In the wake of the Bain Capital cancer ad, campaign spokeswoman Andrea Saul went on television to defend Romney and, along the way, said, “To that point, if people had been in Massachusetts, under Governor Romney’s health care plan, they would have had health care.” This was a huge mistake. Saul was subsequently pilloried by conservatives for defending him by invoking such a (gasp) liberal achievement—by that point, Obamacare was the law of the land and it was verboten for Romney to mention his Massachusetts health care innovation. Romney was even forced to cut a line from his book about bringing that reform to the entire nation.

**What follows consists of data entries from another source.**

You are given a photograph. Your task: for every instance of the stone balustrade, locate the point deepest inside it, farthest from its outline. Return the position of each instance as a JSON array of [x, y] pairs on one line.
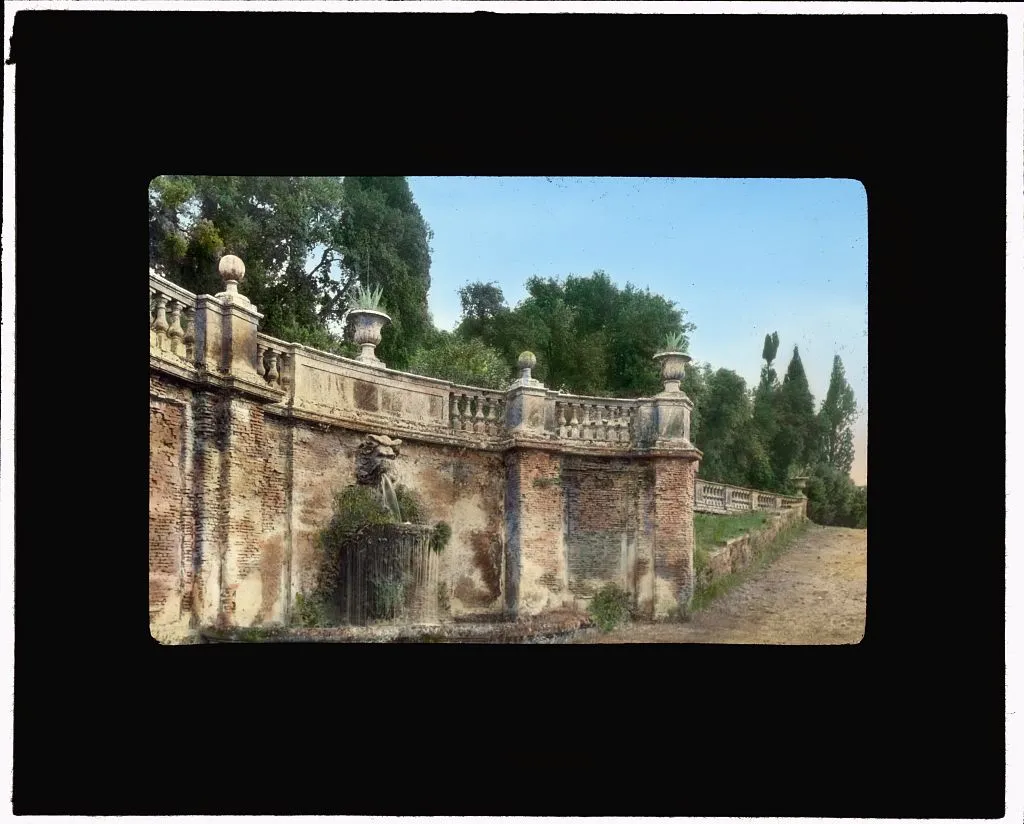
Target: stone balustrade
[[477, 410], [172, 320], [275, 361], [724, 497], [594, 419]]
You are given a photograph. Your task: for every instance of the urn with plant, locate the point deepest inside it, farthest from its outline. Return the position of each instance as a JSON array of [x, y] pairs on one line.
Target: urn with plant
[[369, 318], [673, 359]]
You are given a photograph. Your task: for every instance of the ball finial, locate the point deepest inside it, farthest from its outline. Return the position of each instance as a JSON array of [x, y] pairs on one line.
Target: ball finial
[[231, 268], [526, 360]]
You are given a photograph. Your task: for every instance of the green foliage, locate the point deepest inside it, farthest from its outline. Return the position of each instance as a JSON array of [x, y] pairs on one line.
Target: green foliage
[[711, 530], [609, 607], [839, 410], [440, 536], [785, 536], [470, 362], [590, 336], [386, 242], [411, 505], [305, 241], [309, 610], [360, 297], [770, 348], [833, 500], [387, 596], [354, 507], [796, 438]]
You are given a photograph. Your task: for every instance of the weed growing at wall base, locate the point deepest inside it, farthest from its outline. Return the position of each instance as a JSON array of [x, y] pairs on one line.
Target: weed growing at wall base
[[778, 545]]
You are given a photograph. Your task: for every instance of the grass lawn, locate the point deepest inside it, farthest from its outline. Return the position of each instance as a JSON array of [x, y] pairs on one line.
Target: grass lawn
[[711, 531]]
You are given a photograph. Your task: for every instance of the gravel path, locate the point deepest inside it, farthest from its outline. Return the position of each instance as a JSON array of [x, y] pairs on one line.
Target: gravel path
[[813, 594]]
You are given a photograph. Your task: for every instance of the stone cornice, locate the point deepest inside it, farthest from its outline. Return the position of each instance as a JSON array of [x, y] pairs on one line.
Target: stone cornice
[[204, 378]]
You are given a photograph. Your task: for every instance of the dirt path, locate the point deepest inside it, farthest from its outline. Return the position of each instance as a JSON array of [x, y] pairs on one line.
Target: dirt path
[[813, 594]]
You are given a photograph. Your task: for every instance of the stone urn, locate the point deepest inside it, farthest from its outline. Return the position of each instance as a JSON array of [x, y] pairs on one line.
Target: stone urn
[[673, 367], [367, 324]]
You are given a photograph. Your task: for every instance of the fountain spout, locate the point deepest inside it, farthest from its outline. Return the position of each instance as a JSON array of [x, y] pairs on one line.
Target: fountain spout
[[390, 499]]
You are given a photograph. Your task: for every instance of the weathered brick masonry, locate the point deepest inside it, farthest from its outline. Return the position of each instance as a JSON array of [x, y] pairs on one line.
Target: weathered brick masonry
[[548, 495]]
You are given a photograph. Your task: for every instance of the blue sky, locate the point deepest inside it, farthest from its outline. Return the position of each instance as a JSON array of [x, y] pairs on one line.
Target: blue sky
[[742, 257]]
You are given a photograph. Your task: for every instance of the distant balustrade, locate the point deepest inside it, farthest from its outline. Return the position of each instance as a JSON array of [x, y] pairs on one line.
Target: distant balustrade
[[723, 497], [603, 420], [172, 319]]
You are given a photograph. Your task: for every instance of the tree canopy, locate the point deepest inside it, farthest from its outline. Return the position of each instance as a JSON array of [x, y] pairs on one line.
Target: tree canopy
[[839, 410], [591, 337], [304, 242]]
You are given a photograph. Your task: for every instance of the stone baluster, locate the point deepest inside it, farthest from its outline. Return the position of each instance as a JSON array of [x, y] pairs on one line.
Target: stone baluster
[[174, 331], [271, 366], [188, 339], [478, 419], [261, 360], [491, 424], [286, 371], [600, 429], [160, 326]]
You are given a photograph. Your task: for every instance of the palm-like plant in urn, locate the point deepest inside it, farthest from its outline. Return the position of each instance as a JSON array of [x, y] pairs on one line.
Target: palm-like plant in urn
[[368, 320], [673, 359]]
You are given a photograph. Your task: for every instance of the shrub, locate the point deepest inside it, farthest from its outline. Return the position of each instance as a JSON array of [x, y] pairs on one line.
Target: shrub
[[609, 607], [469, 362], [361, 297], [440, 536], [833, 500], [309, 610], [674, 342]]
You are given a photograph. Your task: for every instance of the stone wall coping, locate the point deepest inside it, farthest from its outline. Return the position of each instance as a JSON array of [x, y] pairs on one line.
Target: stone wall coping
[[279, 344], [203, 377], [493, 443], [161, 284], [747, 489], [596, 399]]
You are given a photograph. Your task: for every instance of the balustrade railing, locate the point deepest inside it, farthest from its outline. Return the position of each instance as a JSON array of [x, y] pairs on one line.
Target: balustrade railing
[[476, 410], [723, 497], [172, 319], [608, 420], [274, 361]]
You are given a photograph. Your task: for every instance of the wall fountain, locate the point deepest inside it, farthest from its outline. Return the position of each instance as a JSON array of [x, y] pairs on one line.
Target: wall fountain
[[389, 572]]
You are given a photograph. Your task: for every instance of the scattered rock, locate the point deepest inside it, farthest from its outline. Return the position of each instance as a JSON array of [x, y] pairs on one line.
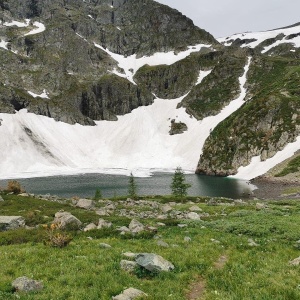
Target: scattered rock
[[89, 227], [85, 203], [25, 284], [187, 239], [295, 262], [177, 127], [102, 212], [195, 208], [11, 222], [182, 225], [136, 226], [196, 289], [215, 241], [128, 265], [212, 202], [123, 229], [166, 208], [160, 224], [220, 263], [260, 206], [162, 217], [129, 254], [64, 219], [104, 224], [151, 228], [129, 294], [104, 245], [239, 202], [193, 216], [24, 195], [153, 262], [252, 243]]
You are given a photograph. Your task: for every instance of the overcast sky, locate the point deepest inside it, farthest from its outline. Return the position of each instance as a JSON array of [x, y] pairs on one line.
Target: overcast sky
[[226, 17]]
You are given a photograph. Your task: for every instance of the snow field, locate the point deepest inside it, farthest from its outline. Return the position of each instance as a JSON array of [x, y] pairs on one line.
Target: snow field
[[131, 64], [138, 142]]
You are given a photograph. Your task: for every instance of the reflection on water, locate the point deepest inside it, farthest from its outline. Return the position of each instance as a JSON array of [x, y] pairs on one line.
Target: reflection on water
[[116, 185]]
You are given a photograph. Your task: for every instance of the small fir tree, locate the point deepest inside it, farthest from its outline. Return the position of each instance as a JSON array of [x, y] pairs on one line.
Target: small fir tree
[[178, 186], [132, 187]]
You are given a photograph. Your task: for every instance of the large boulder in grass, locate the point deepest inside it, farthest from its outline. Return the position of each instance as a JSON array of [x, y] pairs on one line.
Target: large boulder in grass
[[64, 219], [129, 294], [25, 284], [153, 262], [136, 226], [11, 222]]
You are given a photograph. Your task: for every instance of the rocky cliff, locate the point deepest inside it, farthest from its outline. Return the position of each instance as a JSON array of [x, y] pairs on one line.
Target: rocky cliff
[[63, 60], [86, 61]]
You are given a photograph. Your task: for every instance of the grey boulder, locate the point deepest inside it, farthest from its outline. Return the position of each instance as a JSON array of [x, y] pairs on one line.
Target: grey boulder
[[129, 294], [11, 222], [25, 284], [153, 262]]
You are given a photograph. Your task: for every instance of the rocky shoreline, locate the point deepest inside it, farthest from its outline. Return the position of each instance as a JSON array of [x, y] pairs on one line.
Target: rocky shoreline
[[276, 188]]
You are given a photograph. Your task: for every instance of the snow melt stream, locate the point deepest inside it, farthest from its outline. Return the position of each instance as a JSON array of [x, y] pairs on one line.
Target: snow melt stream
[[33, 146], [131, 64]]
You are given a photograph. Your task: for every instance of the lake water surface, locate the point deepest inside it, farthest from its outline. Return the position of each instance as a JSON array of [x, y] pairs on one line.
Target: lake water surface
[[84, 185]]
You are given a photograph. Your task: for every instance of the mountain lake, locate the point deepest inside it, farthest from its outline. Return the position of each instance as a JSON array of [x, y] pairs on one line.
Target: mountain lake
[[85, 185]]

This was perhaps the greatest wrong done to Romney. The entire reason he had emerged as a presidential contender among Republicans was because he understood that there were problems that needed solving and that conservatives needed to compete with liberals in a war of ideas to solve them. Romney may be the only Republican in Washington who’s actually notched a recent major policy accomplishment that was celebrated across partisan lines: His Commonwealth Care was an example of this brand of politics; when there were enough Republicans interested in co-opting liberal issues and beating Democrats to market with solutions, Romney was top dog. He won the Conservative Political Action Conference straw poll four times between 2007 and 2012. But as I wrote in 2012, the party turned on him: “For all of the grief that Romney has taken for his multitude of flip-flops over the years, those are not, collectively, as damaging to Romney’s ambition as the way the Republican Party has flopped on him.”
Conservatives may want, even need, this ersatz martyrdom of Mitt Romney to exist to explain away their Trumpian turn, to spin the story that liberals’ treatment of Romney’s shortcomings gave them no choice. This all neatly forgets the fact that Republicans very much could have taken a second path but chose to abandon it. They sure have a funny way of treating their martyr, though. In 2020, CPAC chairman Matt Schapp told Greta Van Susteren that the four-time straw-poll winner would not be physically safe if he attended the conference. The fact is that Republicans have long been, and continue to be, Romney’s most dedicated persecutors. And through their persecution of him, they gave themselves permission to make their radical turn a long time ago.